Its Berlei brand also had a good start to the 2016 financial year, with the launch of a new everyday bra in New Zealand during the half, its first in a number of years.

Pacific Brands reported overall net profit A$24.3 million for first half, a turnaround from a loss of A$108.7 million a year earlier.

The company withheld paying a dividend last year despite becoming debt free for the first time, saying it wanted to get its balance sheet right for future investment.

With net cash now at A$33 million, the company is paying a 1.6 Australian cents per share fully-franked dividend.

At our full-year results and AGM, I said that the 2015 financial year marked a turning point in sales and earnings trajectory of Pacific Brands and I am pleased that our 2016 first half results have demonstrated it.

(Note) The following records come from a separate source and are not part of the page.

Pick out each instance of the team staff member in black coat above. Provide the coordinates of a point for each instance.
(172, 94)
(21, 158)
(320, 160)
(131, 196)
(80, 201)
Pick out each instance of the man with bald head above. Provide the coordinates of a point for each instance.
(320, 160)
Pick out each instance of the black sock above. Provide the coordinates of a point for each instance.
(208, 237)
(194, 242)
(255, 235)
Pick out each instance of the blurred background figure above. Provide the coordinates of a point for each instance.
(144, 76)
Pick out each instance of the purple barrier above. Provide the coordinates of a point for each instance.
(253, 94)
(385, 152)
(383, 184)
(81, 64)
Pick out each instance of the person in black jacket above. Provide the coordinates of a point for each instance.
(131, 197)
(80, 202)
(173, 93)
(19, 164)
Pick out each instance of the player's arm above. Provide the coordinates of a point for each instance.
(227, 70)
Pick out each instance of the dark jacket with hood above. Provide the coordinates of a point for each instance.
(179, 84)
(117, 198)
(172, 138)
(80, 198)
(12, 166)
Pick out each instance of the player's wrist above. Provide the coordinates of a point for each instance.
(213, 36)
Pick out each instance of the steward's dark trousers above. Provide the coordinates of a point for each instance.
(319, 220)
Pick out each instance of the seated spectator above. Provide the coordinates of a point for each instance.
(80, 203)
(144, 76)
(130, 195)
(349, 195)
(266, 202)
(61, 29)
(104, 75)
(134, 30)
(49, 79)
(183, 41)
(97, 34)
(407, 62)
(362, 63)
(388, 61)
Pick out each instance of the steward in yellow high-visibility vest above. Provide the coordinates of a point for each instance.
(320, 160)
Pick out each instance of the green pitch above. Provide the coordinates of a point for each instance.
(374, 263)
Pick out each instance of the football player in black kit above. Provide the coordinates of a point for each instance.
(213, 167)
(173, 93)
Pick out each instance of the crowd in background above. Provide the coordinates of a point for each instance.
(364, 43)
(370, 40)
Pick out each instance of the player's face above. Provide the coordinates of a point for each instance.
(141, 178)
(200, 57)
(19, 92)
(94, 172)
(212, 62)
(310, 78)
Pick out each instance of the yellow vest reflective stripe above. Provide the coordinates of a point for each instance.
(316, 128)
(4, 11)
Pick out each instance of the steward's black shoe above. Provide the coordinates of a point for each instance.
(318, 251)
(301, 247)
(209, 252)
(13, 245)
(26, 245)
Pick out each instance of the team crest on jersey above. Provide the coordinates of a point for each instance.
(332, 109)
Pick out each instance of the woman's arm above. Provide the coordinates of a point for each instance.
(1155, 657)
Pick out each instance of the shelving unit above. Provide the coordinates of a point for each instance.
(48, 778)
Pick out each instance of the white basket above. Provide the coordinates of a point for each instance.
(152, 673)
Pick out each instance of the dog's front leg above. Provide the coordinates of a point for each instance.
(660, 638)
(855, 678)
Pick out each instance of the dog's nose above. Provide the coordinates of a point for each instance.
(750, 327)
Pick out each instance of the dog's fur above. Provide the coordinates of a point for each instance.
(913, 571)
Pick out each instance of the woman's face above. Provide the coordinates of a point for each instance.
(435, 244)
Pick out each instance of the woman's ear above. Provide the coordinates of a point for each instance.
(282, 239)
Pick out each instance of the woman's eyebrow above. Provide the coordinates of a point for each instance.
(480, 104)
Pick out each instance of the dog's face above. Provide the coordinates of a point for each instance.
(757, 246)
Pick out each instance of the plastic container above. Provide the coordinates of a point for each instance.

Sales were up 8.6 per cent across all brands to A$425.3 million, with the Sheridan and Bonds brands now accounting for 71 percent of total sales.

Bonds, the major revenue earner, had a 14 percent rise in sales compared to overall growth of 6.3 per cent across its total underwear division, with retail sales surging 39 percent on the back of 10 new Bonds stores and 66 new activewear concessions in Myers stores in Australia.

Last year marked a turning point for the dual-listed company after six years of restructuring, which included selling off a number of loss-making brands, shifting production to Asia, and putting more focus on retailing through its own stores rather than just wholesaling through supermarkets and department stores.

Chief executive David Bortolussi said its strategy of slimming down the company to focus on a higher quality, simplified business with greater growth potential and a strong balance sheet was working.

"At our full-year results and AGM, I said that the 2015 financial year marked a turning point in sales and earnings trajectory of Pacific Brands and I am pleased that our 2016 first half results have demonstrated it," he said.

Our strategic priorities are clear, we are investing in growth and expect our operational plans to deliver earnings before interest and tax of A$73 million to A$75 million" in the current financial year.


Currency depreciation remains a risk, with the weaker Australian dollar and 80 percent of the cost of goods sold settled in US dollars.

The group increased prices at Bonds retail outlets in October and at the underwear wholesale level last month and has been introducing cost-saving measures to offset immediate currency headwinds.

Further measures are being taken to address currency depreciation risk in the 2017 financial year.

Pacific Brands share price remained unchanged on the NZX at 90 cents, and were up 9 percent to 85 Australian cents on the ASX.